Llegamos al mercadillo en un santiamén. Me encanta la palabra santiamén. El problema es que siempre que la digo se me traba. Es difícil decirla rápido. Y yo siempre hablo rápido. He salido a mi padre. Por desgracia.
"Esto es precioso, espectacular", dice Catalina, bajándose de la bicicleta.
Estuve a punto de soltar, "tú eres espectacular", pero me callé como un campeón. Dimos un paseo por cada puesto del mercadillo, desde el más escaso hasta el más lleno. Nos dejaban sordos los gritos de cada dueño: "¡SANDÍA TAN SOLO A QUINCE EUROS!", "¡Plátanos a menos de diez!", etcétera. La gente es una gritona. Algo que nunca comprenderé.
"¿Eso no son mandarinas?", me pregunta Catalina, señalando un puesto.
"¡Equilicuá!", sonrío, corriendo hacia el puesto de la mano de Catalina.
"Buongiorno, ragazzi", nos saluda la dueña del puesto, de pelo blanco y arrugas en el rostro, "¿qué queréis?".

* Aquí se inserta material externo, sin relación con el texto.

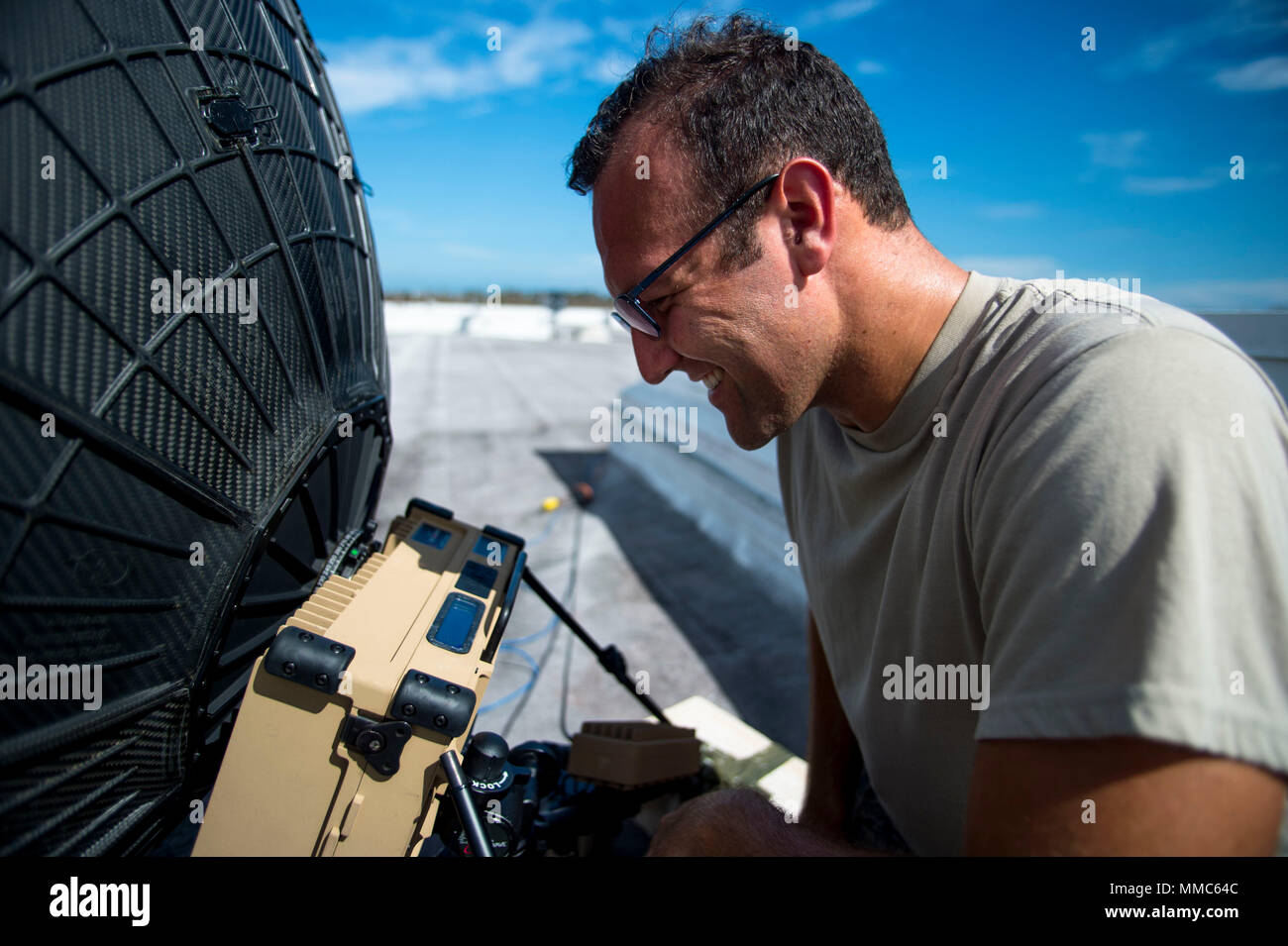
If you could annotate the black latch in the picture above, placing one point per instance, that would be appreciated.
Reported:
(380, 742)
(307, 658)
(433, 703)
(231, 119)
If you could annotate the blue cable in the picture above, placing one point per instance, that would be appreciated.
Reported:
(532, 667)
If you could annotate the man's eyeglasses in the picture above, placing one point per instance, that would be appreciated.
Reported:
(627, 309)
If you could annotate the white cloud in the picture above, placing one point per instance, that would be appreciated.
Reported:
(1167, 185)
(838, 12)
(1016, 266)
(1025, 210)
(610, 68)
(1232, 21)
(1262, 75)
(1115, 150)
(454, 64)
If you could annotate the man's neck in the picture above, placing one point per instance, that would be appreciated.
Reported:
(905, 291)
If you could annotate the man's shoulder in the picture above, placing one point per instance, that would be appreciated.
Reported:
(1076, 338)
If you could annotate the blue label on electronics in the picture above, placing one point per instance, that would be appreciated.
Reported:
(432, 536)
(456, 622)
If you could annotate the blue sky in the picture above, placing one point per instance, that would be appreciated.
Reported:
(1106, 163)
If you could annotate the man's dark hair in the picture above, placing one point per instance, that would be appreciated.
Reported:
(743, 103)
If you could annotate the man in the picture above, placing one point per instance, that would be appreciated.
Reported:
(1043, 530)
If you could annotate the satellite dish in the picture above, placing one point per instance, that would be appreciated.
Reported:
(179, 461)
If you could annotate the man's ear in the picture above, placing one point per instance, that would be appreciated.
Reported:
(807, 213)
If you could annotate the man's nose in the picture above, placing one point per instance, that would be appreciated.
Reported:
(655, 357)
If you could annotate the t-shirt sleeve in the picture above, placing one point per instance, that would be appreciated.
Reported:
(1128, 532)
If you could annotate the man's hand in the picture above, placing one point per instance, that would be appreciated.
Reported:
(1119, 796)
(738, 822)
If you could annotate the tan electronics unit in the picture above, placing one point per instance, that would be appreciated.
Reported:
(336, 745)
(631, 755)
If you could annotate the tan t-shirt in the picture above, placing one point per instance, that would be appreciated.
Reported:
(1076, 521)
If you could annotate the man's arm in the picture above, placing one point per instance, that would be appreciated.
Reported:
(1038, 796)
(833, 752)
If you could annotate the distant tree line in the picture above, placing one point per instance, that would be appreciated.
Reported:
(550, 297)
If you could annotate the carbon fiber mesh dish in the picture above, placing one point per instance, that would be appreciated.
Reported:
(129, 434)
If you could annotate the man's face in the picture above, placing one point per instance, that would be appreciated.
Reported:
(734, 327)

"Cuatro mandarinas, por favor", le digo.
La señora coge las cuatro mandarinas más naranjas que ve y las mete todas en una bolsa de plástico. Mientras tanto, saco el monedero del bolsillo y Catalina observa atentamente el empleo de la mujer anciana. Saco un billete de diez. Catalina se ha quedado oficialmente embobada con las mandarinas.
"Aquí tienes, son ocho euros", declara la mujer.
"¡Gracias!", le agradezco.
La señora me devuelve los dos euros, y cuando ya me voy a ir, veo que Catalina sigue parada enfrente del puesto, con los ojos clavados en la fruta. La agarro de la muñeca ligeramente acompañado de un "vamos, Catalina", pero apenas tiro de ella y se resiste.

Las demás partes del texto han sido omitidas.